There is anger at the hints and winks that anybody who, say, doesn’t like the academy school model or worries about private markets in public services is somehow plotting some snowy revolution.
Education Secretary Michael Gove, for example, made people go ‘grrrrr’ in Haringey when he described parents trying to stop a primary school becoming an academy as ‘trots’ last month.
“It’s a pity that the Labour Party hasn’t spoken out against this Trot campaign,” he said. The Guardian did some ‘pass notes’ about the term earlier this month.
Employment Minister Chris Grayling has trodden a similar path when asked about the government’s supermarket work experience scheme and those who have persuaded companies to distance themselves from it.
Big Chris said: “It is a small number of activists trying to destabilise companies.
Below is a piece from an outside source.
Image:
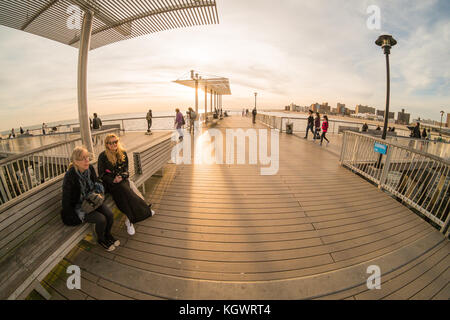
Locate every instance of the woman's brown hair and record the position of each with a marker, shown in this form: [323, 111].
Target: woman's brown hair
[112, 156]
[77, 154]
What’s happened in the last week is we’ve got a lot of companies who are very jumping, they’re coming under pressure from a big internet campaign that is being run by an organisation that is a front for the Socialist Workers Party.”
Now, unbelievably, you can have your doubts about both issues and neither count yourself a ‘trot’ nor have a card with the SWP.
Still, while the irritation is easier to see because of the way news stories and quotes disseminate over the internet, these kind of labels are not new.
In fact, all of the council tenants who campaigned against having their homes whisked out of council control in the mid-noughties in Camden were told they had joined a “Trotskyist” campaign.
The close to 80 percent of tenants who had voted against the privatisation of council housing in 2004 had been swayed, he said, “a combination of superannuated Communists and not that much younger Trotskyists”.
Sir Keith later went on to do something which all good trots and SWP members would agree with: he rejected the offer of a knighthood.